Mamoru Hosada, qui travaillait sur le Château ambulant avait été finalement évincé du projet et remplacé par le maître. Il n’a pu s’épanouir que dans une autre structure et réaliser ainsi les superbes films que sont La Traversée du temps (2006), Summer Wars (2009) et Les Enfants loups, Ame et Yuki (2012). Le joli Royaume des chats (Neko no ongaeshi, 2002) de Hiroyuki Morita a eu du succès mais ne restera pas dans les mémoires comme un chef d’œuvre incontournable.
Lorsque le fils de Miyazaki se met à réaliser les Contes de Terremer (Gedo Senki, 2006), son père s’oppose au projet et ne lui parle pas durant sa production. Lorsque Goro Miyazaki réalise son deuxième film, la Colline aux coquelicots (Kokuriko zaka kara, 2011), son père s’implique dans le projet et s’occupe du scénario avec Keiko Niwa.
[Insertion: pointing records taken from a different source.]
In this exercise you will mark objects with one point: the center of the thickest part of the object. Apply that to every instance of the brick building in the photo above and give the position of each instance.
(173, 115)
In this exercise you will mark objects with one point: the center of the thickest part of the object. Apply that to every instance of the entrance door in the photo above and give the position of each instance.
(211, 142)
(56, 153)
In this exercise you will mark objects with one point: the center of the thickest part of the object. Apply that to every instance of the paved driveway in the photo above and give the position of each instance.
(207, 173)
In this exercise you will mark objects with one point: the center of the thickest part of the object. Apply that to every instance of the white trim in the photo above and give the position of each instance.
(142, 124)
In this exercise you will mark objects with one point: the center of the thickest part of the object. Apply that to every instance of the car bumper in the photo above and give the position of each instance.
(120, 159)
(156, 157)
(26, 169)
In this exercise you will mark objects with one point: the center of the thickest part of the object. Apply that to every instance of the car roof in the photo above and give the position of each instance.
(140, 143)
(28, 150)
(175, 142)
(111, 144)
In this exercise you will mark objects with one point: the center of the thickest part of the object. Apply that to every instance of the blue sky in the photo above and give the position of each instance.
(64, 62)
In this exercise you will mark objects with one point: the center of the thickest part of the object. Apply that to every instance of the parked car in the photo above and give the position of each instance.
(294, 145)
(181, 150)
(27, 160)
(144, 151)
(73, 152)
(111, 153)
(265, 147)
Mais là encore, les résultats au box office sont loin de ceux des films réalisés par le père.
Or le dernier film de Miyazaki a coûté tellement cher à la production qu’il n’était pas rentable en septembre 2013 selon une source interne au studio. Le dernier film de Takahata était encore plus pharaonique au niveau du budget et l’on peut donc également s’inquiéter de sa rentabilité.
Finalement, le seul réalisateur qui a pu avoir une carrière l’a faite en dehors du studio Ghibli, loin de Miyazaki.
Après le Disney japonais, le Pixar du Soleil Levant ?
Si l’on poursuit l’analogie entre Disney et Miyazaki/Ghibli, on peut se dire qu’après la mort de Disney et durant l’affaiblissement de la société, des outsiders ont pu bénéficier de la couverture médiatique, devenir populaire et proposer autre chose. Ainsi Dreamworks (Skrek, Madagascar) et Pixar (Toy Story) ont pu émerger et trouver un écho chez le grand public.
Je prie de tout cœur pour que les yeux du public se tournent enfin vers les autres talentueux réalisateurs car Ghibli ne représente pas toute l’animation japonaise. Pourvu que les spectateurs ne soient plus éblouis par le soleil Miyazaki et puissent enfin voir la forêt qui se cache derrière l’arbre.